Student Excellence Award Finalist: Absolute flux of OH radicals from an atmospheric pressure plasma jet to a substrate measured by laser induced fluorescence.

Cold atmospheric pressure plasma jets (APPJs) have great promise for localized heat sensitive surface treatments due to the abundant production of reactive species such as OH. The density of OH radicals produced by an RF driven Ar $+$ 1{\%} H$_{\mathrm{2}}$O APPJ was measured by laser induced fluorescence (LIF) in O$_{\mathrm{2}}$, air and N$_{\mathrm{2}}$ environments. The spatial variation in the density of quenching molecules of the laser excited state in the plasma effluent was determined by a computational fluid dynamics model. A four level LIF model was used to obtain the 2-D absolute density of OH radicals.
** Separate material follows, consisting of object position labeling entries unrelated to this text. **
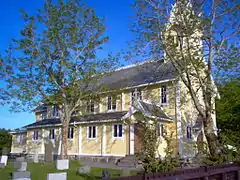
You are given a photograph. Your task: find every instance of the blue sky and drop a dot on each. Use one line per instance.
(116, 14)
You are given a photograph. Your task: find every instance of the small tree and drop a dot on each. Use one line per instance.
(192, 36)
(54, 60)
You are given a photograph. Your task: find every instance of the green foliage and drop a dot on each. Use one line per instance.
(57, 48)
(153, 162)
(5, 140)
(230, 154)
(228, 112)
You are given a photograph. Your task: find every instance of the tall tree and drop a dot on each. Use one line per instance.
(228, 114)
(192, 36)
(55, 59)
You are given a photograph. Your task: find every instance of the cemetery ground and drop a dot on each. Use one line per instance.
(39, 171)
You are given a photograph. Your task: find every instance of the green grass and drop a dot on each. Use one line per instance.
(39, 171)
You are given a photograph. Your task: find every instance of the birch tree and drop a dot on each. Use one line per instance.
(192, 36)
(55, 59)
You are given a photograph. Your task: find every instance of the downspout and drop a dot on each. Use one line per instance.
(178, 118)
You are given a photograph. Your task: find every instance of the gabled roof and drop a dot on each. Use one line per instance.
(82, 119)
(148, 72)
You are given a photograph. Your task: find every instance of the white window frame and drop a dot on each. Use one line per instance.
(187, 132)
(139, 95)
(49, 137)
(89, 104)
(122, 137)
(70, 131)
(92, 138)
(160, 129)
(111, 106)
(45, 116)
(36, 135)
(19, 139)
(166, 93)
(55, 112)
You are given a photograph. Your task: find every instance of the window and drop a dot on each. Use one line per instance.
(35, 134)
(44, 115)
(20, 139)
(117, 130)
(136, 94)
(92, 132)
(51, 134)
(189, 132)
(163, 94)
(111, 102)
(90, 106)
(70, 132)
(55, 111)
(160, 130)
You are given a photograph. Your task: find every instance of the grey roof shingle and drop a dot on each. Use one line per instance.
(145, 73)
(154, 110)
(89, 117)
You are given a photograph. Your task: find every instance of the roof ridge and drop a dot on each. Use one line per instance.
(136, 64)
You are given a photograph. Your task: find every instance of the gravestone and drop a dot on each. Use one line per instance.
(22, 167)
(17, 162)
(125, 172)
(62, 164)
(21, 175)
(35, 158)
(48, 156)
(4, 151)
(4, 159)
(57, 176)
(20, 159)
(84, 169)
(105, 175)
(2, 165)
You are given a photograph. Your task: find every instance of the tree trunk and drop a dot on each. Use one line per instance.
(212, 139)
(64, 145)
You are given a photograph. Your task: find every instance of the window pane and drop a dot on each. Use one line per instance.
(163, 94)
(68, 133)
(120, 130)
(92, 106)
(162, 129)
(115, 131)
(94, 131)
(72, 131)
(53, 134)
(89, 131)
(109, 102)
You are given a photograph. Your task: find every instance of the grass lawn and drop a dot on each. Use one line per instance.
(39, 171)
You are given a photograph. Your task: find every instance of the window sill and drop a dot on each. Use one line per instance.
(91, 139)
(164, 104)
(118, 138)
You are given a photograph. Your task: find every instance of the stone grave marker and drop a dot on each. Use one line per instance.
(62, 164)
(84, 169)
(21, 175)
(20, 159)
(2, 165)
(4, 159)
(17, 162)
(125, 172)
(105, 175)
(48, 156)
(57, 176)
(22, 167)
(35, 158)
(4, 151)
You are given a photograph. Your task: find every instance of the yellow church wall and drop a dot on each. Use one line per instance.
(88, 145)
(117, 146)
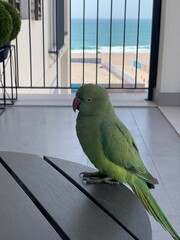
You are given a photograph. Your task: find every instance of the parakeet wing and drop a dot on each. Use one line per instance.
(120, 148)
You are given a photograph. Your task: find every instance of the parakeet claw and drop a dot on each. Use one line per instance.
(91, 174)
(96, 178)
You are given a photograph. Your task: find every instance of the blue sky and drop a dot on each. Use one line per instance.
(104, 8)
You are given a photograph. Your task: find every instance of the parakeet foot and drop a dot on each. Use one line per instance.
(91, 174)
(97, 180)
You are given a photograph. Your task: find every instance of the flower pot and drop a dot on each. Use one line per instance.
(4, 52)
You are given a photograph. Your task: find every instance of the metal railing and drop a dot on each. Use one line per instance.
(110, 68)
(8, 77)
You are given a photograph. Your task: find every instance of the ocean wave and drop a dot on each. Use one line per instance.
(114, 49)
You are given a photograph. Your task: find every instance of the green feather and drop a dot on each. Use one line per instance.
(111, 148)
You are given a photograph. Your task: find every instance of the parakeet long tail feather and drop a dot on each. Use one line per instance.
(153, 208)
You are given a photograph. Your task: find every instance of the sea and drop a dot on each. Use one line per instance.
(102, 40)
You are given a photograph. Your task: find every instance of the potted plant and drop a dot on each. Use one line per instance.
(10, 24)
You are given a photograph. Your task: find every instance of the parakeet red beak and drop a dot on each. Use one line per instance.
(76, 103)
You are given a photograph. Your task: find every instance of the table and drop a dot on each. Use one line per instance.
(44, 198)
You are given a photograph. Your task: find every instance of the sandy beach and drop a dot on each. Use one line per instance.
(102, 68)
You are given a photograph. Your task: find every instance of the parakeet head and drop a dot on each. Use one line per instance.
(91, 100)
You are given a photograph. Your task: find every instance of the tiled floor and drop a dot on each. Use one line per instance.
(51, 131)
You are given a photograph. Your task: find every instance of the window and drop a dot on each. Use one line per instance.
(56, 25)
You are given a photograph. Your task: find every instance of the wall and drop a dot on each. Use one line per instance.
(167, 90)
(37, 55)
The OH radical flux was correlated with the etching depth of polystyrene suggesting an OH etching probability of 0.022. The density of OH radicals was highest off axis in the mixing zone of the effluent and the surrounding molecular gas, likely due to the influx of O$_{\mathrm{2}}$. The position of the substrate when at distances from the nozzle larger than the visible plasma jet plume, does not influence significantly the OH density profile except for the near substrate boundary layer. Hence, non-touching free-jet conditions can be used to estimate OH radical fluxes to a substrate for the investigated experimental conditions.